Business Services Industry
Technology brokering and innovation in a product development firm
Administrative Science Quarterly, Dec, 1997 by Andrew Hargadon, Robert I. Sutton
2. Semistructured interviews with designers and managers. We conducted 60 semistructured interviews; 37 were tape-recorded and transcribed; we took notes during others. We had multiple interviews with some informants, so approximately 35 people were interviewed. In initial interviews, we asked senior managers and designers general questions about IDEO's history, clients, competitors, structure, human resource practices, and work process. Subsequent interviews focused on themes like technology brokering that we wanted to learn about in detail.
3. Informal discussions. We had hundreds of informal conversations with managers, designers, and support staff, ranging from brief exchanges to long talks over lunch. We talked with almost every employee at the Palo Alto headquarters and had dozens of conversations with the CEO. We also had informal conversations with ten IDEO clients about the company. The content varied widely, with designers often gossiping about new clients, employees who had been hired or had left, the virtues or drawbacks of current IDEO prototypes, "cool" new technologies that they had seen or heard about, or why they loved or despised existing products, ranging from toy Slinkies to Harley-Davidson motorcycles. In addition, after we began asking questions about emerging themes, including technology brokering and brainstorming sessions, designers often approached us with comments, questions, stories, prototypes, and sketches that they believed would enhance our understanding of these topics. Conversations with clients were equally diverse, but al least three of them talked with us about technology brokering. For example, one client described how IDEO designers had introduced his organization to promising technical solutions that were new to that industry but were used widely elsewhere.
4. Brainstorming sessions. We observed 24 group brainstorming sessions in which products were designed, six in person and 18 on videotape. Each meeting was initiated by members of a design team. They invited IDEO designers who were not team members to generate possible design solutions for the project. IDEO brainstorms are scheduled meetings and are held in conference rooms. Five brainstorming rules are displayed in large letters in several locations in each room: (1) defer judgment; (2) build on the ideas of others; (3) one conversation at a time; (4) stay focused on the topic, and (5) encourage wild ideas. IDEO's Methodology Handbook, which outlines IDEO's techniques for new designers, contains 11 pages of instructions about how to facilitate and participate in brainstorms. Designers who lead brainstorms are skilled and experienced facilitators; nearly all IDEO designers have extensive experience as participants in brainstorms.

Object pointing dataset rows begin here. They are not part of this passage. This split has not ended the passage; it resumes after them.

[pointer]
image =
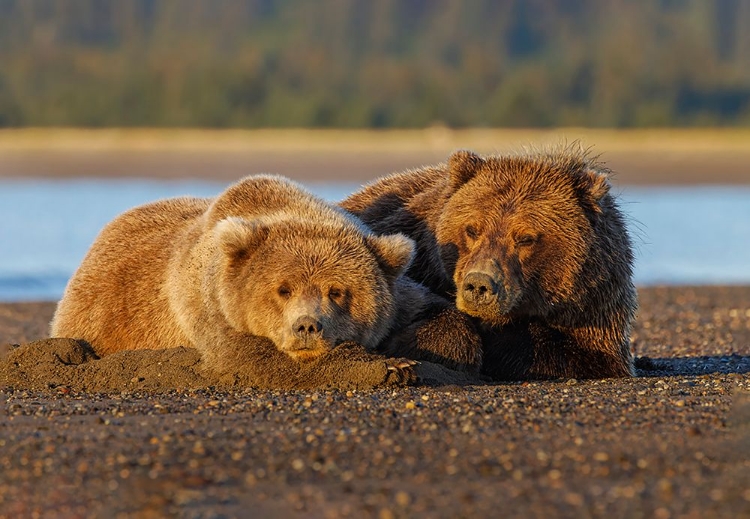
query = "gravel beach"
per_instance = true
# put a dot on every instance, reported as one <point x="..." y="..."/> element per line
<point x="672" y="442"/>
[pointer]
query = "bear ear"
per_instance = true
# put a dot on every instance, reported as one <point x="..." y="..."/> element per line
<point x="463" y="165"/>
<point x="393" y="252"/>
<point x="596" y="186"/>
<point x="239" y="238"/>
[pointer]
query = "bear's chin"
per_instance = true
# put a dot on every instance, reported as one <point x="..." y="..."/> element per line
<point x="490" y="314"/>
<point x="302" y="352"/>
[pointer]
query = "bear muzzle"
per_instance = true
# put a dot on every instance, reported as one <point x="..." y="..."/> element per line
<point x="484" y="295"/>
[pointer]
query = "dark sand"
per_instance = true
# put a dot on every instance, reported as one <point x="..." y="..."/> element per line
<point x="673" y="442"/>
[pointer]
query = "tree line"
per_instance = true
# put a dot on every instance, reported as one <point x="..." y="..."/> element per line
<point x="374" y="64"/>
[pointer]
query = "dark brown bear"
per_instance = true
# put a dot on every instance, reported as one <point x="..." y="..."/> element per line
<point x="532" y="245"/>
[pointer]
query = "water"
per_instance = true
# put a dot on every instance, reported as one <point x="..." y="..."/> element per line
<point x="695" y="235"/>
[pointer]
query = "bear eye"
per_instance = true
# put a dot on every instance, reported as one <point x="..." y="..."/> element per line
<point x="525" y="240"/>
<point x="284" y="292"/>
<point x="471" y="232"/>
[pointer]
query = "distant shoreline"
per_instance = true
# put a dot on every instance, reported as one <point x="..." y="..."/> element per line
<point x="637" y="157"/>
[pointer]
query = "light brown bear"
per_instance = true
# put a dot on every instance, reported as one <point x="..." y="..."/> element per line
<point x="532" y="245"/>
<point x="265" y="259"/>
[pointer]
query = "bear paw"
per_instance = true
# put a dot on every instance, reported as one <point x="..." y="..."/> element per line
<point x="400" y="372"/>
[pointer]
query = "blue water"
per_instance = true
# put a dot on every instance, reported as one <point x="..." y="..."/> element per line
<point x="696" y="235"/>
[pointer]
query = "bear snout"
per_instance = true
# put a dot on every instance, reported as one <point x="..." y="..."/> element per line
<point x="479" y="288"/>
<point x="306" y="327"/>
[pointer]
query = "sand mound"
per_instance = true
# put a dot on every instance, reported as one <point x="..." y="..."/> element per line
<point x="66" y="363"/>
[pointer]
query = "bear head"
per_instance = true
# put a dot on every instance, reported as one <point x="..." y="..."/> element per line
<point x="308" y="284"/>
<point x="517" y="233"/>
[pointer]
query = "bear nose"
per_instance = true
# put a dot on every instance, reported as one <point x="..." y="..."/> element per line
<point x="306" y="325"/>
<point x="478" y="288"/>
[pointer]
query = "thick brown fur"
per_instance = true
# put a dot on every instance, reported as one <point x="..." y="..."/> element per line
<point x="265" y="259"/>
<point x="532" y="245"/>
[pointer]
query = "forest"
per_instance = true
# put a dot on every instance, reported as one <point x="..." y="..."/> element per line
<point x="374" y="63"/>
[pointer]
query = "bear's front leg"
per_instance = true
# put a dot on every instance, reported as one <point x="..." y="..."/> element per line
<point x="432" y="329"/>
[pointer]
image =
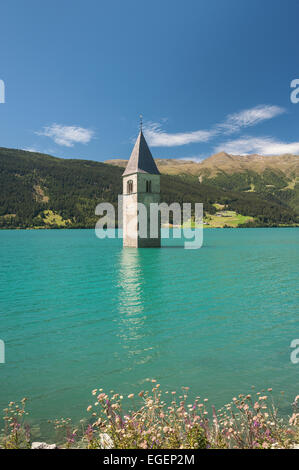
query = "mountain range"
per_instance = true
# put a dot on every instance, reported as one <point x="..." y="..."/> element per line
<point x="42" y="191"/>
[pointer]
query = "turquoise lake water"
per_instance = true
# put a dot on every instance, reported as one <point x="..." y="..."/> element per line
<point x="79" y="313"/>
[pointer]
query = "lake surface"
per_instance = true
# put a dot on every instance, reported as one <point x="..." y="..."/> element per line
<point x="79" y="313"/>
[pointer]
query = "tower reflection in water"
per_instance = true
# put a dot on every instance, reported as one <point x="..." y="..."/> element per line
<point x="133" y="305"/>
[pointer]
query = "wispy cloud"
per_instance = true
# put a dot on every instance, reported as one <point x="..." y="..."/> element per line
<point x="250" y="117"/>
<point x="67" y="135"/>
<point x="260" y="145"/>
<point x="232" y="123"/>
<point x="158" y="138"/>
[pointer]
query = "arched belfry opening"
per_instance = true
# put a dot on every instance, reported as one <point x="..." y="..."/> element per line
<point x="141" y="184"/>
<point x="129" y="187"/>
<point x="148" y="187"/>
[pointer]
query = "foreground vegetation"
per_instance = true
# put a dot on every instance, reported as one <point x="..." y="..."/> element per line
<point x="158" y="420"/>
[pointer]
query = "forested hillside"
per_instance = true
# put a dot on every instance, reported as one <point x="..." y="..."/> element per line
<point x="38" y="190"/>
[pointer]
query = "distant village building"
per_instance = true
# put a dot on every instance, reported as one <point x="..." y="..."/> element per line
<point x="141" y="184"/>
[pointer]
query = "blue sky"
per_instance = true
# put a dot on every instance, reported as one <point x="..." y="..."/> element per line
<point x="207" y="75"/>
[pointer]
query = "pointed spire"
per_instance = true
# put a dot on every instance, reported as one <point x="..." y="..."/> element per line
<point x="141" y="159"/>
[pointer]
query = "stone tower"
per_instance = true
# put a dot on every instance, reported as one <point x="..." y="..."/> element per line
<point x="141" y="183"/>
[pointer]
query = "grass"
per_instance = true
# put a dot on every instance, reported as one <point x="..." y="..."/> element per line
<point x="52" y="218"/>
<point x="165" y="420"/>
<point x="225" y="218"/>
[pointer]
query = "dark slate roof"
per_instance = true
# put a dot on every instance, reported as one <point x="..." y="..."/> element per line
<point x="141" y="159"/>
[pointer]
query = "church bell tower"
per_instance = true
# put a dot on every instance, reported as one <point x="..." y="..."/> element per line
<point x="141" y="184"/>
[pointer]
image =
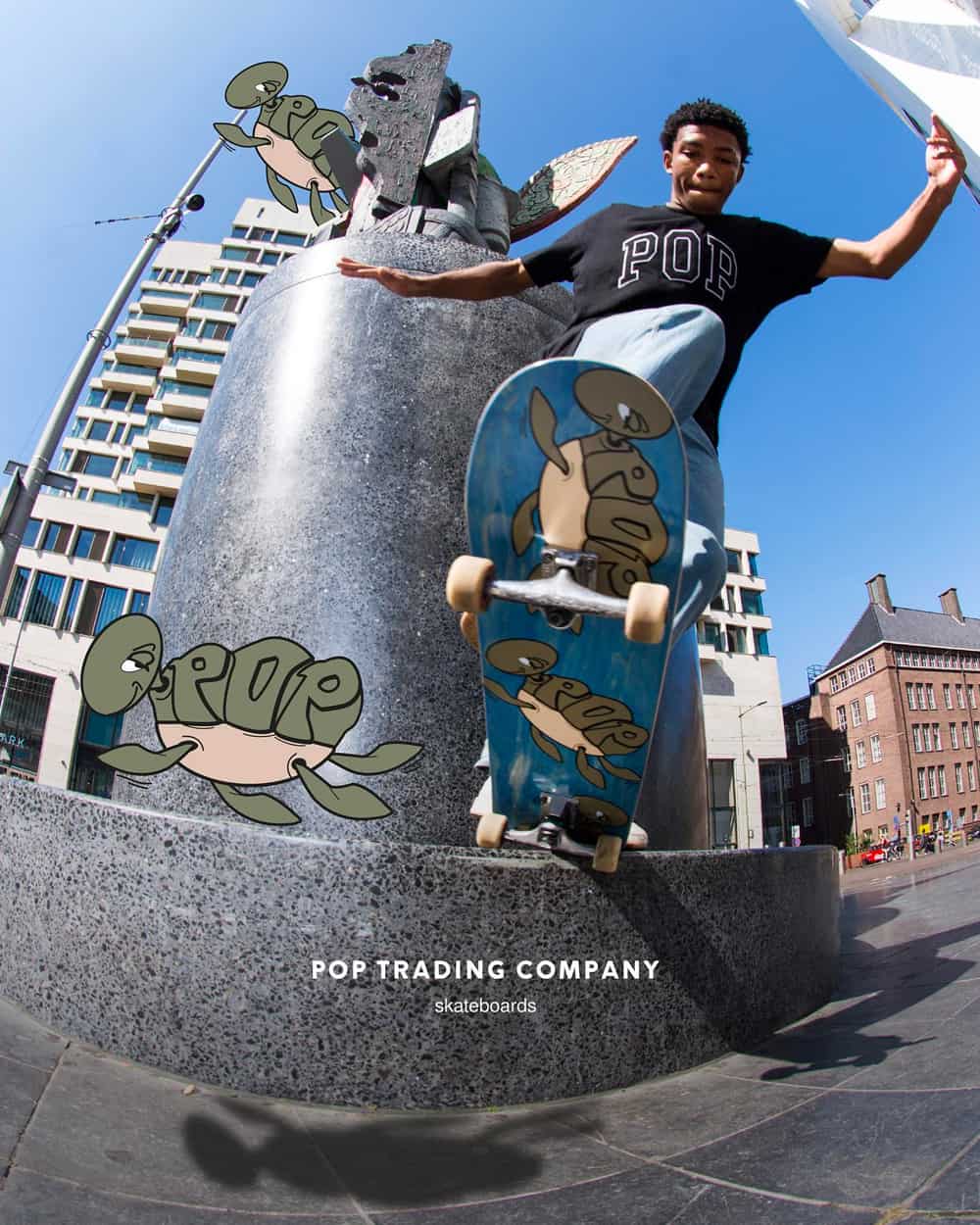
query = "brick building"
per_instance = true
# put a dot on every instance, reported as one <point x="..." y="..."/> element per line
<point x="902" y="697"/>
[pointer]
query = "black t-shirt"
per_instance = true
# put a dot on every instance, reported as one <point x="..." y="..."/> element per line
<point x="630" y="259"/>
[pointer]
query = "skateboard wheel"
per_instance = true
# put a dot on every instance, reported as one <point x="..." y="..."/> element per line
<point x="646" y="612"/>
<point x="607" y="857"/>
<point x="490" y="831"/>
<point x="466" y="582"/>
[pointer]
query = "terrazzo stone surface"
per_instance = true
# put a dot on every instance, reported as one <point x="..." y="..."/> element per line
<point x="189" y="946"/>
<point x="323" y="503"/>
<point x="749" y="1140"/>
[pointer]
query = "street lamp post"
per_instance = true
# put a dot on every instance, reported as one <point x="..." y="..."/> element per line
<point x="745" y="772"/>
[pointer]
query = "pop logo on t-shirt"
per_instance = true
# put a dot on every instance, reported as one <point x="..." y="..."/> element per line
<point x="681" y="259"/>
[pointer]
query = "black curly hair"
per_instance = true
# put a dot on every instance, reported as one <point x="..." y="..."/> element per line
<point x="711" y="114"/>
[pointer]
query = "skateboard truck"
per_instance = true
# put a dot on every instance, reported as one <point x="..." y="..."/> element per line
<point x="563" y="593"/>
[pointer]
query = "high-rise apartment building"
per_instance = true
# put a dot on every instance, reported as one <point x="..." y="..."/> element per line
<point x="743" y="705"/>
<point x="91" y="558"/>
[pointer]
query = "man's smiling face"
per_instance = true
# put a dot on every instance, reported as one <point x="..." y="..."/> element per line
<point x="705" y="165"/>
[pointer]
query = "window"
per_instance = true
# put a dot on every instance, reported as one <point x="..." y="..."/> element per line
<point x="710" y="635"/>
<point x="156" y="464"/>
<point x="91" y="544"/>
<point x="18" y="588"/>
<point x="243" y="254"/>
<point x="72" y="604"/>
<point x="44" y="599"/>
<point x="721" y="799"/>
<point x="212" y="331"/>
<point x="101" y="606"/>
<point x="92" y="465"/>
<point x="55" y="538"/>
<point x="179" y="387"/>
<point x="217" y="302"/>
<point x="132" y="552"/>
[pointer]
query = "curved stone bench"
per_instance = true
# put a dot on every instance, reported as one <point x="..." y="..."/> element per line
<point x="189" y="944"/>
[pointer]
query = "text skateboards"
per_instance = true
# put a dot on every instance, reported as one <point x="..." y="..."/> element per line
<point x="576" y="503"/>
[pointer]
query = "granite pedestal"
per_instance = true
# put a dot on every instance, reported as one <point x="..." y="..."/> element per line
<point x="189" y="946"/>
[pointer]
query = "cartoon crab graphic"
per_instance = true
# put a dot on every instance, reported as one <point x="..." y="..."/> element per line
<point x="564" y="711"/>
<point x="596" y="493"/>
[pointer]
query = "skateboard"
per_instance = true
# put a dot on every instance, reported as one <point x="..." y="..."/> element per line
<point x="576" y="503"/>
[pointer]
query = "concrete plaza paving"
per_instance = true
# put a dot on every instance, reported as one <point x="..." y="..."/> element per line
<point x="865" y="1112"/>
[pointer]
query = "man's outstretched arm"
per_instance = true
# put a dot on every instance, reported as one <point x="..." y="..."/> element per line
<point x="485" y="280"/>
<point x="885" y="254"/>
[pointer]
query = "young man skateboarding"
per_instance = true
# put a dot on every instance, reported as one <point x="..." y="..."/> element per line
<point x="672" y="292"/>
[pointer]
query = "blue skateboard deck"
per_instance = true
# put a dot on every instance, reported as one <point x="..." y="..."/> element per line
<point x="577" y="475"/>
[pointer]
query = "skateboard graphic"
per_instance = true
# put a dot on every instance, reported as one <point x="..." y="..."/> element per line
<point x="576" y="501"/>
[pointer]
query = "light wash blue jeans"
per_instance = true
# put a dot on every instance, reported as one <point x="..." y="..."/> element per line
<point x="679" y="351"/>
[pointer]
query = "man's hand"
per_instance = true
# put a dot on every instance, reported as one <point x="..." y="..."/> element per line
<point x="406" y="284"/>
<point x="885" y="254"/>
<point x="946" y="163"/>
<point x="479" y="283"/>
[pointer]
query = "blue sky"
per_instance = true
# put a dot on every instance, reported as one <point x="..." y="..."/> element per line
<point x="849" y="437"/>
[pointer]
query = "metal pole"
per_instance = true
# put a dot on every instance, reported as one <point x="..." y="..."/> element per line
<point x="745" y="770"/>
<point x="37" y="470"/>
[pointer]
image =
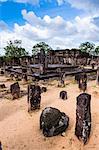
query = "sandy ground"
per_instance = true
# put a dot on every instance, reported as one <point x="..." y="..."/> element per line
<point x="19" y="130"/>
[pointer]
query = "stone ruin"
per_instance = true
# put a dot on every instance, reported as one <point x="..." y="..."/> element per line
<point x="0" y="146"/>
<point x="34" y="97"/>
<point x="53" y="122"/>
<point x="63" y="95"/>
<point x="43" y="89"/>
<point x="83" y="117"/>
<point x="82" y="81"/>
<point x="2" y="86"/>
<point x="97" y="77"/>
<point x="15" y="90"/>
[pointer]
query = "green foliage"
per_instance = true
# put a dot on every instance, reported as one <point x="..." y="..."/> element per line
<point x="87" y="47"/>
<point x="14" y="49"/>
<point x="42" y="45"/>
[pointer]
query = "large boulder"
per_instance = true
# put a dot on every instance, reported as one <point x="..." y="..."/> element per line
<point x="2" y="86"/>
<point x="63" y="95"/>
<point x="53" y="122"/>
<point x="83" y="117"/>
<point x="15" y="90"/>
<point x="34" y="97"/>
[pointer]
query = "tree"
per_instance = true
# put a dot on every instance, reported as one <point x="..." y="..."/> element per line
<point x="96" y="52"/>
<point x="42" y="45"/>
<point x="14" y="49"/>
<point x="87" y="47"/>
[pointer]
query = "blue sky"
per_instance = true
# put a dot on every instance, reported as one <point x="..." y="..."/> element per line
<point x="60" y="23"/>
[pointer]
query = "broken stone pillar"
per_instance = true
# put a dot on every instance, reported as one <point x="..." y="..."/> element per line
<point x="97" y="77"/>
<point x="34" y="97"/>
<point x="43" y="62"/>
<point x="0" y="145"/>
<point x="2" y="86"/>
<point x="12" y="76"/>
<point x="15" y="90"/>
<point x="53" y="122"/>
<point x="63" y="95"/>
<point x="83" y="117"/>
<point x="82" y="82"/>
<point x="43" y="89"/>
<point x="24" y="78"/>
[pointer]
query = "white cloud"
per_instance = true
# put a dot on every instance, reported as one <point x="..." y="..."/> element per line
<point x="91" y="6"/>
<point x="33" y="2"/>
<point x="57" y="32"/>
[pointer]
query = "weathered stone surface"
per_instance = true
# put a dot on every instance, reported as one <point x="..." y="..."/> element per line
<point x="63" y="95"/>
<point x="24" y="77"/>
<point x="82" y="82"/>
<point x="15" y="90"/>
<point x="0" y="146"/>
<point x="83" y="117"/>
<point x="53" y="122"/>
<point x="43" y="89"/>
<point x="34" y="97"/>
<point x="2" y="86"/>
<point x="97" y="78"/>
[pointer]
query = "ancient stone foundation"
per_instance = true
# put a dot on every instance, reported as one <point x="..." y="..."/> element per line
<point x="63" y="95"/>
<point x="34" y="97"/>
<point x="43" y="89"/>
<point x="15" y="90"/>
<point x="83" y="117"/>
<point x="53" y="122"/>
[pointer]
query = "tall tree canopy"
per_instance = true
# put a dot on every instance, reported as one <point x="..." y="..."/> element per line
<point x="87" y="47"/>
<point x="41" y="45"/>
<point x="14" y="49"/>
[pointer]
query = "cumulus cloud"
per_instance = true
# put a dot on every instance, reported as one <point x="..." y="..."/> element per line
<point x="3" y="25"/>
<point x="33" y="2"/>
<point x="57" y="32"/>
<point x="91" y="6"/>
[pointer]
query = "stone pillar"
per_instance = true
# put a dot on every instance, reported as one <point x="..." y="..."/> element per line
<point x="83" y="117"/>
<point x="43" y="62"/>
<point x="97" y="77"/>
<point x="34" y="97"/>
<point x="15" y="90"/>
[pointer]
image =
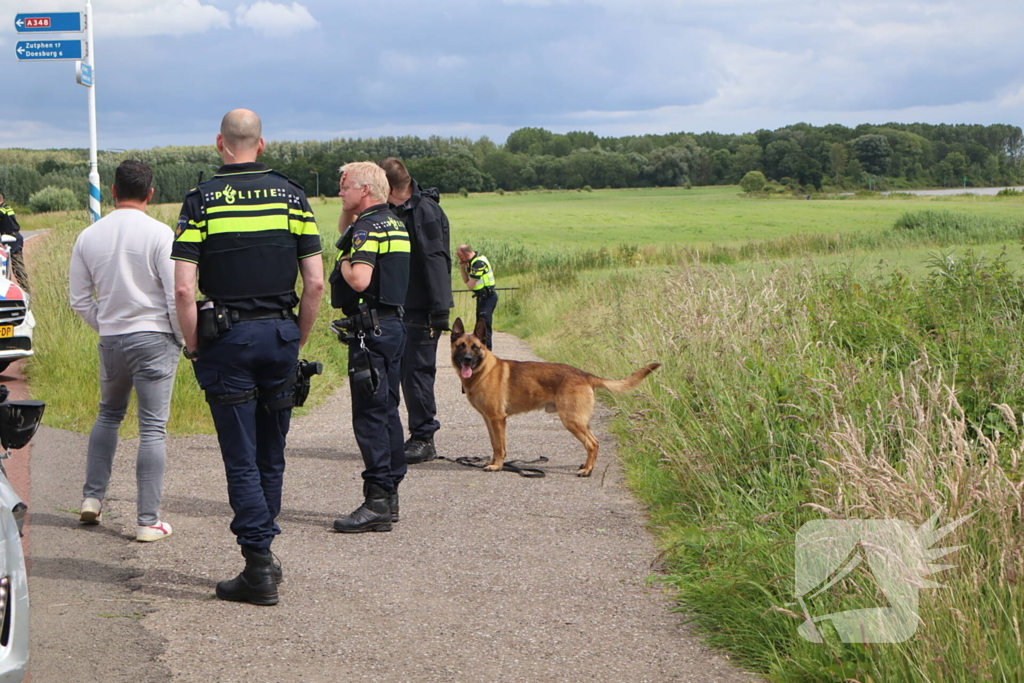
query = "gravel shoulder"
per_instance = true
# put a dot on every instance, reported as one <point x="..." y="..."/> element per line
<point x="488" y="577"/>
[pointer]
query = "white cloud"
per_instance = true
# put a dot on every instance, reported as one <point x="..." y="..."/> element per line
<point x="274" y="19"/>
<point x="170" y="17"/>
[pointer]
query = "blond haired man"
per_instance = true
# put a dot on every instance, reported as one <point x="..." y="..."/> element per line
<point x="369" y="284"/>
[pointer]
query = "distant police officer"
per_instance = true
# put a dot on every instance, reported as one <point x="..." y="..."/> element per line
<point x="427" y="303"/>
<point x="9" y="225"/>
<point x="248" y="231"/>
<point x="369" y="284"/>
<point x="479" y="276"/>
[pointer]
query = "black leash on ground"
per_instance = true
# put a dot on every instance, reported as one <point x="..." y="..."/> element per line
<point x="509" y="465"/>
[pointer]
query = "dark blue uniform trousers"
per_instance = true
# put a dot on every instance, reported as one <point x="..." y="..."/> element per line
<point x="375" y="420"/>
<point x="419" y="369"/>
<point x="251" y="354"/>
<point x="485" y="309"/>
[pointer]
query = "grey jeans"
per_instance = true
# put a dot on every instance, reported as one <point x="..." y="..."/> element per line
<point x="145" y="361"/>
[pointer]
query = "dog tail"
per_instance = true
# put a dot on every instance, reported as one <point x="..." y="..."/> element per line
<point x="628" y="384"/>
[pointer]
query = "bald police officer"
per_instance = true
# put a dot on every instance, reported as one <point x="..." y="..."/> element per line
<point x="248" y="232"/>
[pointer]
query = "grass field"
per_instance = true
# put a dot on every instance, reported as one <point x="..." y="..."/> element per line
<point x="819" y="361"/>
<point x="671" y="215"/>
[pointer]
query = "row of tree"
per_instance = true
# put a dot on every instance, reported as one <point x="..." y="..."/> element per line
<point x="802" y="156"/>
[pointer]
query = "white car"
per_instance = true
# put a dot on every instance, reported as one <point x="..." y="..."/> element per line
<point x="16" y="321"/>
<point x="18" y="421"/>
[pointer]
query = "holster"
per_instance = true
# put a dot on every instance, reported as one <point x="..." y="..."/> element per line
<point x="361" y="372"/>
<point x="484" y="293"/>
<point x="213" y="321"/>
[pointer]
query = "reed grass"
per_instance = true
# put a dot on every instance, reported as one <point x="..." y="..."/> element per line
<point x="801" y="394"/>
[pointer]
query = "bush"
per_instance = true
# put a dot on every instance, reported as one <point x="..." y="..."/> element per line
<point x="754" y="181"/>
<point x="53" y="199"/>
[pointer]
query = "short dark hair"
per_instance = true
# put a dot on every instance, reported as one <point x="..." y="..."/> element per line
<point x="397" y="174"/>
<point x="133" y="180"/>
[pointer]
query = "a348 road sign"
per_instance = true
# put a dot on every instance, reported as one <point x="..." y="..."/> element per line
<point x="49" y="23"/>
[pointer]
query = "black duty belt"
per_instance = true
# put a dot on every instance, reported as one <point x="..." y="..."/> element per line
<point x="388" y="311"/>
<point x="239" y="315"/>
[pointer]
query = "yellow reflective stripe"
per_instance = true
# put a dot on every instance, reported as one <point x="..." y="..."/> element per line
<point x="396" y="247"/>
<point x="302" y="222"/>
<point x="244" y="224"/>
<point x="303" y="227"/>
<point x="195" y="232"/>
<point x="283" y="207"/>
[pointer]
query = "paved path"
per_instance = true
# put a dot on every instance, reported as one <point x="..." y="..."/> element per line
<point x="488" y="577"/>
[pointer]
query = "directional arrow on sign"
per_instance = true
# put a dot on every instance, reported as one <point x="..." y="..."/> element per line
<point x="49" y="23"/>
<point x="48" y="50"/>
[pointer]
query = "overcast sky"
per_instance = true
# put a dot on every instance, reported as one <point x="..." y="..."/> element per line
<point x="168" y="70"/>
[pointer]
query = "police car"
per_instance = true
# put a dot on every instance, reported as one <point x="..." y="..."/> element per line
<point x="16" y="321"/>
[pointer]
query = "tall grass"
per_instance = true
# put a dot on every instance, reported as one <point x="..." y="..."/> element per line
<point x="65" y="371"/>
<point x="802" y="394"/>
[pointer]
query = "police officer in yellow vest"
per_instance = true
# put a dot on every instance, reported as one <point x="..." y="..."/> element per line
<point x="479" y="276"/>
<point x="369" y="284"/>
<point x="248" y="232"/>
<point x="9" y="225"/>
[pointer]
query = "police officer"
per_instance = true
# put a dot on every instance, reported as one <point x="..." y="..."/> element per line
<point x="247" y="232"/>
<point x="369" y="284"/>
<point x="479" y="276"/>
<point x="427" y="303"/>
<point x="9" y="225"/>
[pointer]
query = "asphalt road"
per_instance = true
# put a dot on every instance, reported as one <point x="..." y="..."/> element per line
<point x="488" y="577"/>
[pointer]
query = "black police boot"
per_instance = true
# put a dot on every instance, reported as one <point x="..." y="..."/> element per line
<point x="255" y="584"/>
<point x="420" y="451"/>
<point x="373" y="515"/>
<point x="392" y="504"/>
<point x="275" y="570"/>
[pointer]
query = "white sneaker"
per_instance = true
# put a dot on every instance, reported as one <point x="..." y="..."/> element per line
<point x="89" y="513"/>
<point x="155" y="532"/>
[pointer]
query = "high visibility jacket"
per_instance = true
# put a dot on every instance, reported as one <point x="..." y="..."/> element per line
<point x="480" y="270"/>
<point x="377" y="239"/>
<point x="247" y="228"/>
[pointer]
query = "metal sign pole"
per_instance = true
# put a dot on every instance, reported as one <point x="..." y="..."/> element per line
<point x="93" y="165"/>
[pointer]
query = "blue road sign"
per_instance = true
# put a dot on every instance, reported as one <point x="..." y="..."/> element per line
<point x="49" y="23"/>
<point x="40" y="50"/>
<point x="83" y="74"/>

The sessions we observed lasted between 45 minutes and two hours. The topics ranged widely: three about personal appliances, three about furniture, three about video cameras, two about surgical skin staplers, two about medical devices to aid healing, two about blood analyzers, two about laptop computers, two about personal communication, one about remote controls, one about ski goggles, one about vacuum cleaners, one about faucets, and one about a portable traffic control system. Typically, project engineers introduced the project and described a design problem they were facing, then the other engineers offered possible solutions, often in the form of solutions they had seer in other settings. Solutions were sometimes found in similar products that were brought to brainstorms (e.g., a designer suggested adapting a design solution for a new skin stapler that was already used in a competitor's product) or in products that were brought in from different industries (e.g., a designer showed how a gas engine from a model airplane could be used to power a skin stapler). Designers also described and sketched solutions on paper or on whiteboards in the room. The visible and vocal nature of these meetings offered us the opportunity to observe how new problems and existing solutions were shared among the designers.